Bonneville : sillonner les rues la nuit en quête de secours à offrir

Outre la générosité et le beau geste de répondre à des besoins immédiats, les maraudes sont avant tout des tournées de rencontres.

Les sans-abri sont pour une grande part invisibles et très souvent ils ne sollicitent rien. La mission des maraudeurs, à Bonneville comme ailleurs, est de les repérer, de recréer du lien et de favoriser une orientation d’accueil, d’accompagnement ou de soin.
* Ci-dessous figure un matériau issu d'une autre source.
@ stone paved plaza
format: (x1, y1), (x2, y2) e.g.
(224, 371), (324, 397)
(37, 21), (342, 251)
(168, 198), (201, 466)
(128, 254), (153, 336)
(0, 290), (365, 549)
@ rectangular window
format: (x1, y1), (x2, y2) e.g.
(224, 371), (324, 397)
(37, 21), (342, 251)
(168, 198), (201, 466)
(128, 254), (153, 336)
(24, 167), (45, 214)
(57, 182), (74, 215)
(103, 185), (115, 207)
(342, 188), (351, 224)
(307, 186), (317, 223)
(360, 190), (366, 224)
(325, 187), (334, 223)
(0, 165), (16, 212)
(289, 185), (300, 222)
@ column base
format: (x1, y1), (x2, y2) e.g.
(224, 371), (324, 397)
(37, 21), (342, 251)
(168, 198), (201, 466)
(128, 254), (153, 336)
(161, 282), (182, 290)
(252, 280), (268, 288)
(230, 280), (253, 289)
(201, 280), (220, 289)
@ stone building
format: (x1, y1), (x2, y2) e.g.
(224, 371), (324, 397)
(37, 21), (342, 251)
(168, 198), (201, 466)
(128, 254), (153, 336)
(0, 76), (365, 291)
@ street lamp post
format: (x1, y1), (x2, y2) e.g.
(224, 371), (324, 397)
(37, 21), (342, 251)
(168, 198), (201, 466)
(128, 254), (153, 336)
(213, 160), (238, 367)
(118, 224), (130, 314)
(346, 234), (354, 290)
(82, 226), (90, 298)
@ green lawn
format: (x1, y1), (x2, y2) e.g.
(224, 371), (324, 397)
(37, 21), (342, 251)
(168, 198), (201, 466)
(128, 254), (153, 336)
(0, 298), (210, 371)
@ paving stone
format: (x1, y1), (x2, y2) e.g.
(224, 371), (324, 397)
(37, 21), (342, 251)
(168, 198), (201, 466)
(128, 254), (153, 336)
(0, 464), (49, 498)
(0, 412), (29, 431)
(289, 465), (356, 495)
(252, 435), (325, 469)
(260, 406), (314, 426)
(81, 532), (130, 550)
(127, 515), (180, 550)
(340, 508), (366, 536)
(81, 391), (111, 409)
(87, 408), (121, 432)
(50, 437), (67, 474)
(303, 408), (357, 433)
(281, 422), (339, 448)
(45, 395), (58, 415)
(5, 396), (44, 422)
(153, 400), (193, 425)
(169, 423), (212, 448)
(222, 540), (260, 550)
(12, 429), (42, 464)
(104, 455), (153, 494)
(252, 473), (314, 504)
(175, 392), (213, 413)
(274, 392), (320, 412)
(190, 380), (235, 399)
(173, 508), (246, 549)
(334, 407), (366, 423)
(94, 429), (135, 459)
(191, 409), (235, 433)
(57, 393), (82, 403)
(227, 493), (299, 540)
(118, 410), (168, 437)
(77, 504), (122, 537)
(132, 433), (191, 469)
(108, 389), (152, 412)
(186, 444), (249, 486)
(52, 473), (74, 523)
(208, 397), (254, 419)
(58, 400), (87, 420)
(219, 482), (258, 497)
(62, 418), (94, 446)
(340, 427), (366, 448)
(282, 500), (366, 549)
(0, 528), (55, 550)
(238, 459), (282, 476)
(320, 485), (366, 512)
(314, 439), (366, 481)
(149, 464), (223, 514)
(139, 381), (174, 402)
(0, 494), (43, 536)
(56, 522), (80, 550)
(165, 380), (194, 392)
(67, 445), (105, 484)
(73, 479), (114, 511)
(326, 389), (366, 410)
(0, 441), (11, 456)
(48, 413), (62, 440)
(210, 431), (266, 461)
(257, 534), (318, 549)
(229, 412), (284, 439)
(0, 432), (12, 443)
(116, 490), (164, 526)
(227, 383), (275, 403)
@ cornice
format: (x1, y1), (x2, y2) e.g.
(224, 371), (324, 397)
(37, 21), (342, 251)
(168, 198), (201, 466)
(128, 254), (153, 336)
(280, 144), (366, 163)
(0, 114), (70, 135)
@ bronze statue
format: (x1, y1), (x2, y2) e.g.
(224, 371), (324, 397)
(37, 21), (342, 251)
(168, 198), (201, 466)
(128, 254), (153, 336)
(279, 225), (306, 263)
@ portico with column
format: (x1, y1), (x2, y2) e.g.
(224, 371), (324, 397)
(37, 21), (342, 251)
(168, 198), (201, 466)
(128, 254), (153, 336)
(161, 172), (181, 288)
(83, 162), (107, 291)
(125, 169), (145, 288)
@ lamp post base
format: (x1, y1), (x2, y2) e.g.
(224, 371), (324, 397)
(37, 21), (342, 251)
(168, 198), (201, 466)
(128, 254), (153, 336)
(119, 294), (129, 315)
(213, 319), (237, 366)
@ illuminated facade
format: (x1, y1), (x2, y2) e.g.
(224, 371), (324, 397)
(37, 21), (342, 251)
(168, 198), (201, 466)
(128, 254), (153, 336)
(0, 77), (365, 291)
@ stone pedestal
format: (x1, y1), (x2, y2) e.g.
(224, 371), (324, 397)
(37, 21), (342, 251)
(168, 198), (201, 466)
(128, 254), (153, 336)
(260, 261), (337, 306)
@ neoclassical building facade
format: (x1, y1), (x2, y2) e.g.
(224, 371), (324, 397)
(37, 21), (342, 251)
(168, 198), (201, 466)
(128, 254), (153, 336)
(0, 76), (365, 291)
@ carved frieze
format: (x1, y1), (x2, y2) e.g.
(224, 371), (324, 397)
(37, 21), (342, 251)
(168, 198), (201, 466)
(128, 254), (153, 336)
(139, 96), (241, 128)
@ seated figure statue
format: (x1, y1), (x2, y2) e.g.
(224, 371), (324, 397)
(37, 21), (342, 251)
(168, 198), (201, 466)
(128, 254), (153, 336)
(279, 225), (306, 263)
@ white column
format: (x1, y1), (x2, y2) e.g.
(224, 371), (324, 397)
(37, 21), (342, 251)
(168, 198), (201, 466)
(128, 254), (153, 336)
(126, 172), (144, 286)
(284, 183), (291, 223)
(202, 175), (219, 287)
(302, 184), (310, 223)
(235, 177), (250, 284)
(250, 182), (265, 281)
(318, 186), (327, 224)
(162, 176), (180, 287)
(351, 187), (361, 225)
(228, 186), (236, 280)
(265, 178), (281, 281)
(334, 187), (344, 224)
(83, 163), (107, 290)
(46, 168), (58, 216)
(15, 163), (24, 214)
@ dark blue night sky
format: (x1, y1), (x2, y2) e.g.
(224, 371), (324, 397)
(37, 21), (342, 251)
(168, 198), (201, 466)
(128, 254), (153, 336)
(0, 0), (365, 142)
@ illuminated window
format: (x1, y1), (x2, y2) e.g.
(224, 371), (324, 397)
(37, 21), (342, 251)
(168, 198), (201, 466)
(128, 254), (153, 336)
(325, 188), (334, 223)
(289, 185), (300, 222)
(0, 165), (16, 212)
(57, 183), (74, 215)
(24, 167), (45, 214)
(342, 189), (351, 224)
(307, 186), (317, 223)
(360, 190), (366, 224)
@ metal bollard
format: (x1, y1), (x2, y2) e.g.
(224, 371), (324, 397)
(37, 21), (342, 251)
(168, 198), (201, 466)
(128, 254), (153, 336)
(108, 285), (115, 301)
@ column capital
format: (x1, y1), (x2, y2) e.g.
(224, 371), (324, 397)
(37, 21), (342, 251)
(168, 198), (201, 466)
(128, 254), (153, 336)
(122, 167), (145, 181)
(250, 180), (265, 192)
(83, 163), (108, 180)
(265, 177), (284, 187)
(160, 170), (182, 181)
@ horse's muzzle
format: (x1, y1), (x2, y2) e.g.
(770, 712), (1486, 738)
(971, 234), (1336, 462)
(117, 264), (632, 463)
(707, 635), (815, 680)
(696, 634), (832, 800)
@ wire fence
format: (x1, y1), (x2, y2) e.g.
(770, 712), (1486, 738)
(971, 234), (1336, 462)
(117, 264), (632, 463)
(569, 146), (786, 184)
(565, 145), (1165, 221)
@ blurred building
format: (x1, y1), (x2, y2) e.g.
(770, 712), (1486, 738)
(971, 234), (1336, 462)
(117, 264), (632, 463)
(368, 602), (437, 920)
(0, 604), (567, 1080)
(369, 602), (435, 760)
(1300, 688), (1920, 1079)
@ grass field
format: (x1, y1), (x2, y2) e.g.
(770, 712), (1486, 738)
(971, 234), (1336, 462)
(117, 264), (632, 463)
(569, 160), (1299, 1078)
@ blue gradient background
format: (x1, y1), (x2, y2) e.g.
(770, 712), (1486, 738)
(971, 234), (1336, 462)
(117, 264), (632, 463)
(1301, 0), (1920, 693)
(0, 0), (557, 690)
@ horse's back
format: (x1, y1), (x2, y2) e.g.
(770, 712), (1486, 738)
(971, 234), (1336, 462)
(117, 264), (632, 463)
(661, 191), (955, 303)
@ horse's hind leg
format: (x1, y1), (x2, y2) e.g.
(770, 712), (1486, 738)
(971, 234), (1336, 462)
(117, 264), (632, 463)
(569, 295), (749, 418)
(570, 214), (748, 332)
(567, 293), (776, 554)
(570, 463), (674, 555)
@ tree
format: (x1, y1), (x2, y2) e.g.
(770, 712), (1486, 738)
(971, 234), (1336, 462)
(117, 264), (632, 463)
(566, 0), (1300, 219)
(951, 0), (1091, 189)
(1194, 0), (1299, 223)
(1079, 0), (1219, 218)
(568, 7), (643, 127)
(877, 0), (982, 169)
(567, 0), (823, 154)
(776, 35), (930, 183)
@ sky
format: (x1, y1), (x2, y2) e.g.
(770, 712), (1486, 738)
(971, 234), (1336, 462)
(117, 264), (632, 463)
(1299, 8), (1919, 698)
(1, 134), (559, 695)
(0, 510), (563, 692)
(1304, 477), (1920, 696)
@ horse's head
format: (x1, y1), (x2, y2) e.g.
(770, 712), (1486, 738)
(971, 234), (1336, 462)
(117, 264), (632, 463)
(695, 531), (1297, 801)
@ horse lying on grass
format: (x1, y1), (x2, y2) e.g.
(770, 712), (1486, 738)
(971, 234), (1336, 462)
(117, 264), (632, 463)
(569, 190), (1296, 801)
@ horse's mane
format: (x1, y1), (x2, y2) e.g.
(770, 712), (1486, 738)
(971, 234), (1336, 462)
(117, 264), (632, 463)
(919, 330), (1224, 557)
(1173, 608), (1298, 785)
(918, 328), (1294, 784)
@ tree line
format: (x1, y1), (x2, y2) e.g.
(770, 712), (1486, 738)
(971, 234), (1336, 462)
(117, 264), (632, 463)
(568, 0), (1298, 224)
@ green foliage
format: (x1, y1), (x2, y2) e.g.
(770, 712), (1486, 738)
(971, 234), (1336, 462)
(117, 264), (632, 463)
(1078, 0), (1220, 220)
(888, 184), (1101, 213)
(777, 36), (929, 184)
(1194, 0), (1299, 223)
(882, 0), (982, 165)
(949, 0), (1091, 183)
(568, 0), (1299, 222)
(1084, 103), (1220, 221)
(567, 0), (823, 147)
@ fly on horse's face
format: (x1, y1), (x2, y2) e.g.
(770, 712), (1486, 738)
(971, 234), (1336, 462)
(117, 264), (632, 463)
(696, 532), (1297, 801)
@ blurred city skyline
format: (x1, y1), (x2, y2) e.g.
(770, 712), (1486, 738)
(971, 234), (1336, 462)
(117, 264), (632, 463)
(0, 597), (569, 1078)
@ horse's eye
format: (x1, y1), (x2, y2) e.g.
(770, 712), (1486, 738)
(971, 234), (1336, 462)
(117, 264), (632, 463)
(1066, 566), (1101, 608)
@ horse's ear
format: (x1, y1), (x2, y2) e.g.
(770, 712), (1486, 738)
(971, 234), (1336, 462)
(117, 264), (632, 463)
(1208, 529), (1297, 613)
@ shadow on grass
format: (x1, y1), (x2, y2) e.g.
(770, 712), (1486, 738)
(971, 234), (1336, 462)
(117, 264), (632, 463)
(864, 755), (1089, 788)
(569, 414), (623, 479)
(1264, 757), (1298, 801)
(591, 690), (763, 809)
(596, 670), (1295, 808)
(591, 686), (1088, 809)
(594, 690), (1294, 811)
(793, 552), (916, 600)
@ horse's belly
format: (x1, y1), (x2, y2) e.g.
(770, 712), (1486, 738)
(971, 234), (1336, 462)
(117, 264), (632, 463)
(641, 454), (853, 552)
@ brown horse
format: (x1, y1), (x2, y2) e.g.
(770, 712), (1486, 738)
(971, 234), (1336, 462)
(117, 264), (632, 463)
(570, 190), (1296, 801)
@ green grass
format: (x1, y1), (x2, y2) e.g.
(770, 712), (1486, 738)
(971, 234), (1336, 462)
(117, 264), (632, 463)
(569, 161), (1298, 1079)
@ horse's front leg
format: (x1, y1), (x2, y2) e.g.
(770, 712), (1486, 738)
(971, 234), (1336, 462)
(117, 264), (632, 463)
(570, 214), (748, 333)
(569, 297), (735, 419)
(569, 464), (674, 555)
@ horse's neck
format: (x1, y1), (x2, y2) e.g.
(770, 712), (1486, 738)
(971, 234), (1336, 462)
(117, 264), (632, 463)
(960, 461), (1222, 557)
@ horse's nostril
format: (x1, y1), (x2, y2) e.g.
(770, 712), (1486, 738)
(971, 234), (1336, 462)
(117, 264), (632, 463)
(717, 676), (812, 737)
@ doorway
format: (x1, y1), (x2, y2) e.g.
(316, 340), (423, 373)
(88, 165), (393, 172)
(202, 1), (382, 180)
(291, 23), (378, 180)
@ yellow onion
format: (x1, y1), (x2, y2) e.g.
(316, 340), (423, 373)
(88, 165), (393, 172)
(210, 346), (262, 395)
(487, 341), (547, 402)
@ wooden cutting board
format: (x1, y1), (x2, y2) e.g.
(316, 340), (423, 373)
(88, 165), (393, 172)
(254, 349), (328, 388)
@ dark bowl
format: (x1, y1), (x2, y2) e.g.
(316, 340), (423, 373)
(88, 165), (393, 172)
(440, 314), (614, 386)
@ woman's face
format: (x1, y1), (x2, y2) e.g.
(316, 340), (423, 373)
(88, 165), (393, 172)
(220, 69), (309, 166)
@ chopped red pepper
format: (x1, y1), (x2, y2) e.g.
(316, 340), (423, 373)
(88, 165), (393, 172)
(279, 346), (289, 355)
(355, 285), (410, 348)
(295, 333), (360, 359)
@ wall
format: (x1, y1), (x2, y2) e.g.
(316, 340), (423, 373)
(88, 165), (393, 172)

Une maraude, ça s’organise

Il est 17 heures. Comme chaque vendredi jusqu’à 21h, après un appel au 115 pour recueillir les signalements d’urgence, c’est l’heure du départ pour André Inthasane responsable maraude et son équipe. À bord du camion de l’association chargé de ravitaillement, direction la gare pour faire le point avec Léonard Zimmer de l’unité mobile d’intervention sociale (UMIS). Que s’est-il passé à l’accueil de jour des bartavelles, quelles sont les situations préoccupantes ? Autant d’informations importantes à transmettre avant le départ.

Une mission au cas par cas

« Nous ne savons jamais combien de personnes nous allons croiser sur notre chemin, nous dit l’équipe. Mais l’important est de se rendre visible, montrer que nous sommes là. Au fil de la tournée entre la gare de Bonneville, les parkings de lidl, carrefour et super U de Marignier, quelques personnes se présentent spontanément. Le temps d’un café partagé, et surtout des inquiétudes, on écoute, on évalue la situation et on aiguille au mieux au cas par cas. On prend aussi des nouvelles d’un SDF que l’on n’a pas vu depuis un moment ».

20h15, arrivée au centre de Cluses. « La nuit est tombée, il fait froid et il est peu probable de faire des rencontres, lance l’équipe. Ils sont déjà à l’abri et là, pas question de déranger. C’est rare que les gens soient violents envers nous, mais nous ne prenons aucun risque. Pas d’ingérence. »

«Les locaux nous soutiennent»

Les locaux mais aussi les commerçants sont des aides précieuses. « Ils nous soutiennent pour améliorer le quotidien des sans-abri nous confie l’équipe. Chaque vendredi, petite halte à la boulangerie de la gare qui nous donne le pain. La pizzeria de la gare, donne des bons pour que les personnes puissent manger un plat chaud, ce qui est loin d’être facile dans la rue. Au centre-ville, ONEM propose à sa fermeture, tous les produits frais invendus. Beaucoup de petits gestes qui comptent. »

Le 115 sature avec plus de 25 500 appels par année

Au vu d’un accroissement des personnes vivant dans la rue, les maraudes hivernales de l’unité locale de la croix rouge démarrées en 2017, et plus récemment estivales pourraient s’intensifier, à raison de deux maraudes par semaine.

Des chiffres qui interrogent

Bien qu’il soit très difficile de donner des chiffres, Léonard Zimmer estime en moyenne la population de la rue à 10 % de travailleurs, 40 % de jeunes isolés, de retraités et de familles, et 50 % sous addiction et troubles psychiques.

Réunion des bénévoles avec le SIAO74 et l'UMIS pour améliorer ses pratiques d'accompagnement.

Un observatoire social

L’UMIS composé d’un éducateur spécialisé, d’une assistante sociale et d’un infirmier, intègre en févier 2019 le SIAO74 d’Alby sur Cheran créé en avril 2017. Dirigée par Nathalie Denikine, cette plateforme financée par l’Etat, intègre trois pôles. Le Pôle Accueil, le pôle insertion et le pôle urgence du 115 qui recense, analyse et traite toutes les demandes de mise à l’abri pour les 900 places d’urgences que compte la Haute-Savoie. Les familles restent prioritaires.

Professionnaliser des bénévoles

Les maraudeurs sont le premier maillon de ce dispositif. Pour monter en compétence, les bénévoles sont accompagnés par des professionnels afin de mieux aller vers les personnes et être en capacité de les orienter. Un référentiel et un classeur de bonne conduite ont été élaborés et des réunions sont également organisées pour partager les expériences et analyser les pratiques d’accompagnement.